An opinionated, production-ready OCR engine with automated performance validation.
"In OCR, 'it reads' is not a valid test result. Accuracy is the only metric."
This framework automates the OCR validation process that professional applications require — turning raw pixel data into structured, audited text evidence. Built to be modular, testable, and deployable.
(The automated PaddleOCR engine rendering bounding boxes for auditing)
This framework is production-ready, optimized for containarized environments, ensuring that your data remains secure while providing high-accuracy text extraction.
Many OCR implementations are "black boxes." This framework provides an audit trail for every extraction, allowing you to measure F1 Score and CER (Character Error Rate) against your own gold-standard datasets.
ocr_docker/
├── .github/
│ └── workflows/ # Automated sync to Hugging Face Spaces
├── core/
│ ├── evaluators/ # F1 Score & CER character-level metrics
│ ├── ocr_engine.py # High-level PaddleOCR orchestrator
│ └── utils.py # Persistence & reporting utilities
├── data/
│ └── gold_standard/ # Reference images and ground-truth JSON
├── reports/ # Generated audit trails (JSON/Markdown)
├── scripts/
│ └── run_benchmark.py # CLI Entry Point for performance auditing
├── tests/ # Pytest unit testing suite
├── app.py # Gradio web interface (HuggingFace Spaces)

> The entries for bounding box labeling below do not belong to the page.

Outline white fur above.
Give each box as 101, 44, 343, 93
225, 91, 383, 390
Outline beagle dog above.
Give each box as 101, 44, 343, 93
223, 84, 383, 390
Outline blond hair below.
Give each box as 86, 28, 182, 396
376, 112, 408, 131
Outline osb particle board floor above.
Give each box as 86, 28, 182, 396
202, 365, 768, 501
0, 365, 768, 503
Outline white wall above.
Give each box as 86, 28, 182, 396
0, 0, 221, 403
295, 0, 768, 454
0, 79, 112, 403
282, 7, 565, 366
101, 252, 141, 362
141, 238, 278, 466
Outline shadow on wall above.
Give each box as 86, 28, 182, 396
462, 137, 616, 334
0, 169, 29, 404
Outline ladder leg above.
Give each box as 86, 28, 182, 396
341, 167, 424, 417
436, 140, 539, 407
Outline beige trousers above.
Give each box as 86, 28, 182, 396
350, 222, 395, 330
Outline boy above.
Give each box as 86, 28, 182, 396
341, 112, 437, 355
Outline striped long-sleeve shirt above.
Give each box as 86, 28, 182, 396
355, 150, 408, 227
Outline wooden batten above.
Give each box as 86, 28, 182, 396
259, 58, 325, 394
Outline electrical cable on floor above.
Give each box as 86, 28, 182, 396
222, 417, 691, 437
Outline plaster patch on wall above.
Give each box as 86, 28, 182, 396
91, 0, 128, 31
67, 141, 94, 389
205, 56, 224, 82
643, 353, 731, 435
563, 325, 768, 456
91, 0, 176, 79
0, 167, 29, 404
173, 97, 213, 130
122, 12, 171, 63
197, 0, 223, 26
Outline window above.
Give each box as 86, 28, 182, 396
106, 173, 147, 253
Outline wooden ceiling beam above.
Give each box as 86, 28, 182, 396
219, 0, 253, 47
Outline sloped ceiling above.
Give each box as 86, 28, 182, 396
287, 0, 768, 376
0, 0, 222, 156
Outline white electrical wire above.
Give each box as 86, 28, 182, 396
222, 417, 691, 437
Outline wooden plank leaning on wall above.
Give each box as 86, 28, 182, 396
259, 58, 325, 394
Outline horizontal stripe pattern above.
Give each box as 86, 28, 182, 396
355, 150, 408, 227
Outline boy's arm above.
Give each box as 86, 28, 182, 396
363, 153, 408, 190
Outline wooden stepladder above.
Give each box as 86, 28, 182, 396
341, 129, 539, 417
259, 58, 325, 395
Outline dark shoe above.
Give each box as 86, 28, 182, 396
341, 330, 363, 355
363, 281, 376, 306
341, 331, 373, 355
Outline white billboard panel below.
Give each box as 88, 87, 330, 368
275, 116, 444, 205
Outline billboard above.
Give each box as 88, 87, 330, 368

├── requirements.txt # Production dependencies
└── requirements-dev.txt # Test-only dependencies
Standard text extraction metrics focus on word overlap. This module ensures that every word in the source document is accurately represented, penalizing omissions and false positives.
For high-precision documents, we measure the Levenshtein distance at the character level to identify subtle misreadings (e.g., '8' vs 'B').
Generates a "Committee-Ready" report in reports/ following every benchmark, providing a timestamped record of model performance — essential for tracking model health under production load.
Distributed under the Apache License 2.0. See LICENSE for more information.
Architecture inspired by the llm_eval framework for professional ML auditing standards.